Tuttavia a qualcuno si; dopo la pausa pranzo il posto accanto, quello solitamente vuoto, lo trovo occupato da uno dei cinque Emme: quello alto che di solito prendono tutti in giro perchè fa un sacco di domande.
Lo accolgo cercando di ignorare il sospetto che gli sia solo comodo per via della telecamera, e scopro che è una persona attenta ed affettuosa, uno che quando prova, tratta anche, come fa Lila; che con-divide e non compete. Mi piace, ma comunque mi tengo ancora un po' nel cerchio interno dell'anello di turchese, indossato a protezione dell'esternità spinosa che non voglio che mi sfugga, pur mentre cerco di modellarmi e ritrovare quella che sono; torno a casa con una pacata irrequietezza.

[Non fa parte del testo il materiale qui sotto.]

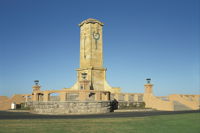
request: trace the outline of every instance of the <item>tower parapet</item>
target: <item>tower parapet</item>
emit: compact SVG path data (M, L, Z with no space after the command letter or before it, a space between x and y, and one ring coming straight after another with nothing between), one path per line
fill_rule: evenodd
M100 21L97 20L97 19L88 18L88 19L82 21L82 22L79 24L79 26L81 27L83 24L88 24L88 23L93 23L93 24L98 23L98 24L101 25L101 26L104 25L104 23L100 22Z

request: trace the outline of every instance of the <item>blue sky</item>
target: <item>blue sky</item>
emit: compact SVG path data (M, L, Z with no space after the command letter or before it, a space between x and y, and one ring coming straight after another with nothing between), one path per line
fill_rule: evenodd
M104 67L111 86L155 95L200 93L199 0L0 0L0 95L72 86L79 27L104 25Z

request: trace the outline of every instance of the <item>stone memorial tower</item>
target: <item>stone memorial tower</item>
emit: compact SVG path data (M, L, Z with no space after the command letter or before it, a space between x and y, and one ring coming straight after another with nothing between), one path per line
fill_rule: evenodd
M103 23L89 18L80 26L80 68L77 82L71 89L106 90L120 92L120 88L110 87L103 67Z

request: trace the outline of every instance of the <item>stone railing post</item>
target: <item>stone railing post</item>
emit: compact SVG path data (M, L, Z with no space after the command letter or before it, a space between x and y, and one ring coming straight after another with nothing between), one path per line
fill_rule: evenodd
M101 101L101 93L98 91L95 93L95 101Z
M28 96L25 96L25 104L24 104L25 107L27 107L27 102L28 102Z
M49 93L48 92L44 92L43 101L44 102L48 102L49 101Z
M102 100L103 101L109 101L110 100L110 95L108 92L103 92L102 93Z
M85 91L80 91L79 92L79 100L80 101L85 101L86 100L86 92Z
M60 93L60 101L62 101L62 102L66 101L66 95L67 95L66 92L61 92Z
M111 99L111 93L107 92L107 100L109 101Z
M119 101L119 94L115 93L114 99L116 99L117 101Z
M38 94L38 101L43 101L41 93Z
M108 97L107 97L107 93L106 92L102 92L102 100L103 101L107 101Z
M138 102L138 95L134 95L134 102Z
M129 101L129 94L125 94L125 96L124 96L124 101L126 101L126 102Z
M145 92L147 94L152 94L153 93L153 84L145 84L144 85Z
M37 93L33 93L32 100L33 101L38 101L38 94Z

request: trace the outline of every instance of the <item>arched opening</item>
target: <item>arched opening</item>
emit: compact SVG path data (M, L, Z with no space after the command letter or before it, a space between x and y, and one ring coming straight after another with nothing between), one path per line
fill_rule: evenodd
M129 96L129 101L130 101L130 102L134 102L134 95L130 95L130 96Z
M38 101L43 101L43 95L42 93L38 93Z
M67 93L67 101L78 101L79 93Z
M124 101L124 94L119 94L119 101Z
M49 94L49 101L60 101L59 93L50 93Z
M138 96L138 102L143 102L143 95Z

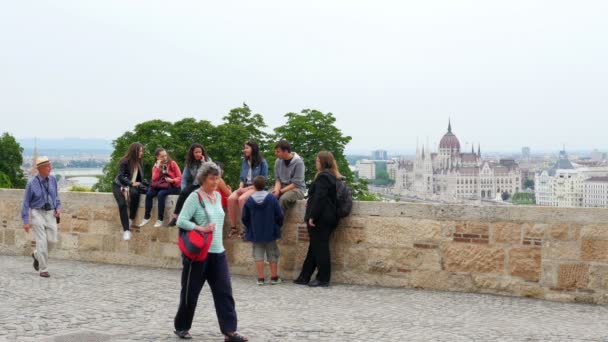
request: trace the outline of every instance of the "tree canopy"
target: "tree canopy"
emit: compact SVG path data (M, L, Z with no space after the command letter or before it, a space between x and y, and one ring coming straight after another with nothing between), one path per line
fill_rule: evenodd
M27 183L21 165L23 147L15 138L4 133L0 136L0 186L23 189ZM2 176L2 174L4 176ZM7 181L8 180L8 181Z
M335 126L336 119L332 113L322 113L305 109L300 113L285 114L287 122L276 127L272 133L261 114L253 113L247 104L234 108L214 126L207 120L186 118L175 123L150 120L135 125L113 141L114 151L111 161L104 167L104 176L94 186L96 191L109 192L118 171L118 162L133 142L144 146L144 174L151 175L154 165L154 150L162 147L180 167L190 144L197 142L205 146L214 161L224 164L224 179L233 188L238 186L243 144L253 139L260 145L260 150L268 162L269 184L274 178L274 145L281 139L288 140L293 151L297 152L306 165L306 181L310 183L316 174L315 157L319 151L331 151L338 163L340 172L354 188L355 197L362 200L374 200L367 192L367 185L356 182L344 156L344 148L351 141Z

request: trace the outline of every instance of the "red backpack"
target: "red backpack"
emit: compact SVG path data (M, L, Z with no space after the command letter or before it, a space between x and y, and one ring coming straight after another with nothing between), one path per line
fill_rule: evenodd
M203 207L205 211L205 216L207 217L207 221L210 223L211 218L209 217L209 213L207 212L207 208L205 207L205 203L203 203L203 198L201 194L196 192L198 195L198 201ZM194 218L191 219L192 221ZM211 247L211 242L213 241L213 233L203 233L198 230L185 230L179 229L179 235L177 238L177 245L179 246L179 250L184 253L186 258L190 261L204 261L207 258L207 254L209 253L209 247Z

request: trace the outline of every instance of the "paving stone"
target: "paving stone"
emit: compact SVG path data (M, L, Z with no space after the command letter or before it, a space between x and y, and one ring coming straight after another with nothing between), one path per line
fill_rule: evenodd
M176 341L180 271L0 256L0 340ZM256 341L608 341L608 306L234 276L239 331ZM222 341L205 286L191 330Z

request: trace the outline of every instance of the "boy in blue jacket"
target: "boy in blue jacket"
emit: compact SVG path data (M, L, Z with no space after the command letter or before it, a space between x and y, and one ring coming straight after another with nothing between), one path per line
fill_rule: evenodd
M253 242L253 259L258 272L258 285L264 285L264 256L270 263L270 283L283 280L278 275L279 246L283 225L283 210L275 196L266 191L266 178L253 179L255 192L243 207L242 221L245 225L245 240Z

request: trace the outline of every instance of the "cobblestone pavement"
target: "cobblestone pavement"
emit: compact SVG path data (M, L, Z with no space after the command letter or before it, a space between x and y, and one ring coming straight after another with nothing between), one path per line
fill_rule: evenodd
M0 256L0 340L177 341L180 270ZM233 277L251 341L608 341L608 307L351 285L258 286ZM222 341L208 287L194 341Z

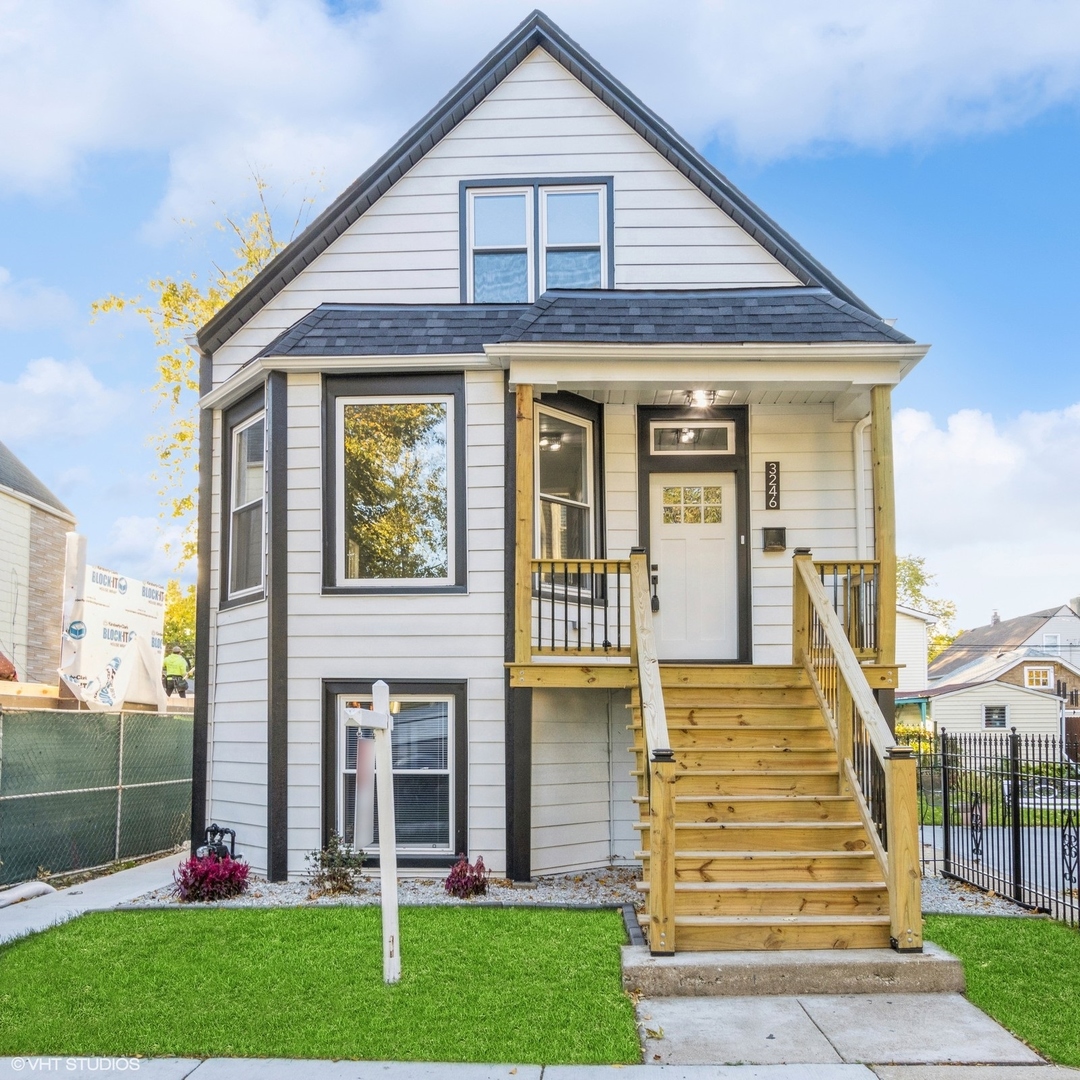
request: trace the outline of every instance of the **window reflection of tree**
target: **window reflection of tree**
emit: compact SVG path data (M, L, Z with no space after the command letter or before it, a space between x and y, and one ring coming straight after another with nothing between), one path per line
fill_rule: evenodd
M447 576L447 409L345 406L347 578Z

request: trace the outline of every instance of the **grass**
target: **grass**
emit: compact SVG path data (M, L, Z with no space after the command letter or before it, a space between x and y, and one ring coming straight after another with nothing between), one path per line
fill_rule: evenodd
M640 1060L611 911L109 912L0 949L0 1056Z
M928 915L958 956L968 997L1040 1054L1080 1066L1080 933L1049 919Z

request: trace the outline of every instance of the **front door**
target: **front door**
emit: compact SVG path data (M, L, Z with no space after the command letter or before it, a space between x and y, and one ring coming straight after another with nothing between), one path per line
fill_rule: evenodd
M739 655L738 516L735 473L649 476L649 560L656 565L654 616L661 660L734 660Z

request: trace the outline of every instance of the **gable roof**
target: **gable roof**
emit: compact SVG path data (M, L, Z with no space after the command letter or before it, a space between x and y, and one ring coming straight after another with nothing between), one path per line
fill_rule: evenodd
M200 348L213 352L236 333L537 48L562 64L796 278L876 314L543 12L534 11L199 330Z
M0 442L0 487L51 507L73 524L75 515Z
M1060 656L1047 656L1040 649L1029 647L1026 649L1010 649L1008 652L1003 653L984 653L982 656L952 669L949 678L931 678L932 689L941 689L946 686L977 686L994 682L1000 679L1007 671L1012 671L1014 667L1019 667L1021 664L1030 664L1036 667L1056 664L1068 668L1074 675L1080 676L1080 670L1077 669L1075 664L1069 663L1068 660L1064 660Z
M532 305L321 304L253 359L482 353L516 341L912 343L825 289L589 289Z
M977 626L974 630L965 630L931 661L930 678L943 679L990 652L1018 649L1060 611L1060 607L1046 608L1030 615L1018 615L1014 619L1002 619L987 626Z

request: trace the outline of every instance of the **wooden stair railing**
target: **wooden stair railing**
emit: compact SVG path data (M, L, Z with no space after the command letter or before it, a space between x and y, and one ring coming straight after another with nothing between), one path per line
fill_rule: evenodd
M885 874L892 946L921 952L914 751L896 744L809 551L795 553L793 584L792 661L810 677L836 740L840 791L854 796Z
M637 668L649 800L649 952L675 952L675 752L668 738L645 551L630 552L630 663Z

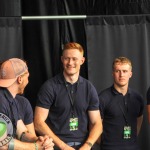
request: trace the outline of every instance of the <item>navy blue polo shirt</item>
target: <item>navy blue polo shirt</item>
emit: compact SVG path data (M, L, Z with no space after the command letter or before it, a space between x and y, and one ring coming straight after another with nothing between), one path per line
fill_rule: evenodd
M19 114L25 125L33 123L33 110L28 99L24 96L16 95L15 99L19 105Z
M99 100L103 119L102 150L138 150L137 118L144 110L142 96L130 88L123 96L112 86L99 94ZM126 125L123 112L131 126L131 139L123 139Z
M79 76L73 88L75 100L72 107L66 84L62 74L46 81L38 93L37 106L49 109L46 123L60 139L84 142L88 136L88 111L99 110L98 95L91 82ZM69 130L73 108L79 122L77 131Z
M0 88L0 113L7 115L16 130L17 121L22 119L25 125L33 122L33 111L29 101L17 95L12 97L6 88Z
M18 102L12 97L5 88L0 88L0 113L10 118L13 124L14 137L16 136L17 121L20 119Z
M147 90L146 97L147 97L147 105L150 105L150 87Z

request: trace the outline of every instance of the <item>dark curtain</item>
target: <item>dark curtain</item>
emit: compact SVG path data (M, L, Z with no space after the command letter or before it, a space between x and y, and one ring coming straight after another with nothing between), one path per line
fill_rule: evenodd
M0 0L0 16L21 16L21 0Z
M21 18L0 17L0 61L22 57Z
M88 75L98 93L113 83L113 59L125 56L133 64L129 85L146 100L146 91L150 85L150 16L89 17L86 24ZM150 130L147 125L144 112L139 136L141 150L150 149Z
M23 57L20 0L0 0L0 61Z

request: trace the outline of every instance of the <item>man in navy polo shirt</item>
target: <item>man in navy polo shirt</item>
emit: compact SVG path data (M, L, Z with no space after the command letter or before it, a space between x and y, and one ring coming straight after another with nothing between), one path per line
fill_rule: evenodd
M82 46L64 45L61 61L63 73L46 81L38 93L35 129L52 137L56 149L88 150L101 134L102 123L96 89L79 75L85 61Z
M99 94L103 120L101 150L139 150L137 135L143 120L144 100L128 87L132 64L116 58L112 66L114 84Z
M49 139L48 136L37 137L35 134L28 132L28 127L25 126L28 124L33 126L33 122L31 122L31 118L25 118L28 117L26 116L27 110L25 110L27 100L17 94L23 94L28 84L28 77L27 65L21 59L11 58L0 65L0 113L9 117L14 131L12 132L13 138L11 138L10 142L8 141L9 144L2 145L0 150L21 150L22 148L24 150L53 149L52 139ZM24 109L22 109L23 107ZM28 110L30 111L29 113L32 113L31 107ZM26 123L24 124L23 121L25 120Z

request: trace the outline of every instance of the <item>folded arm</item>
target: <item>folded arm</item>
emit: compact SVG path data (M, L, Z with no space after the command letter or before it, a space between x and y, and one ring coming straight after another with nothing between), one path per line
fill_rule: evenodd
M49 126L45 123L48 113L49 109L36 106L34 116L34 125L36 132L39 135L47 134L50 138L53 139L55 145L59 147L59 149L67 148L68 150L74 150L72 147L64 143L58 136L56 136L54 132L49 128Z

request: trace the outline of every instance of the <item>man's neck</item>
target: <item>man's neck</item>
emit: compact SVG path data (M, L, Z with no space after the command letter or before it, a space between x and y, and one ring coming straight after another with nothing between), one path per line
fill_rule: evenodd
M126 95L127 91L128 91L128 85L125 86L118 86L116 84L114 84L114 88L119 92L122 93L123 95Z
M15 87L10 86L10 87L7 88L7 90L10 92L10 94L13 96L13 98L16 97L17 91L16 91L16 88L15 88Z
M78 74L66 75L65 73L63 73L63 75L64 75L65 80L71 84L74 84L75 82L77 82L79 78Z

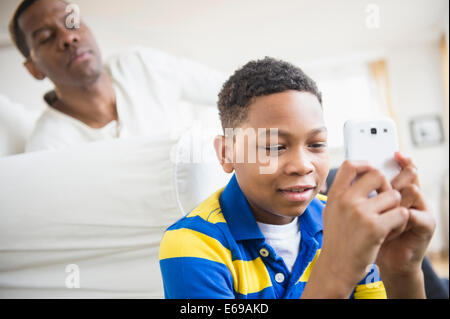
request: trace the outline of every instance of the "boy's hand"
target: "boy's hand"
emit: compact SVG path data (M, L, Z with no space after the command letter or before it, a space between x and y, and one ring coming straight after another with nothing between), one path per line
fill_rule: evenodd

... dare la colpa agli altri molto di più..
La mattina seguente scendo al lago per sgranchire le membra intorpidite, bevo un caffè frustato dal vento di tramontana e osservo, che, sole o meno, anche da questa parte del lago gli abitanti hanno un certo non so che, che me li fa sentire vicini.
Quella silenziosità indecisa che ha il lago agitato dal vento; quella profondità non necessariamente limpida, del cratere ingombro d'acqua.

Quel profilo che ti mostrano senza lasciarti vedere l'altra metà. come se ci tenessero a riservarsi l'interezza solo per incidentali passaggi dinanzi allo specchio, o per la ristretta cerchia (due o uno solo) di amici veri. Quelli che ci sono finchè ci sono, ma sono sé e te.
Attribuisco all'influenza ambientale la mia residua asocialità,, forse alla fin fine sana quanto l'aria pregna d'erba e sterco di cavallo; e mantenendo a fermare l'anello un po' largo, saldamente piantato all'anulare, il coraggio di sbagliare, all'ultimo giorno mi concedo un abbraccio stretto e qualche vero saluto, lasciando svaporare nel bicchiere l'ultimo the; quello un po' amaro che, mi sono accorta troppo tardi, avevo preparato con spirito di competizione, superbia, vecchi ricordi e disillusioni.
E proprio prima di coricarsi verso il mare, e lasciarmi di nuovo sul lato in ombra di me, un raggio di sole sospinto dal sussurro del lago, mi risistema l'equanimità sotto la sciarpa.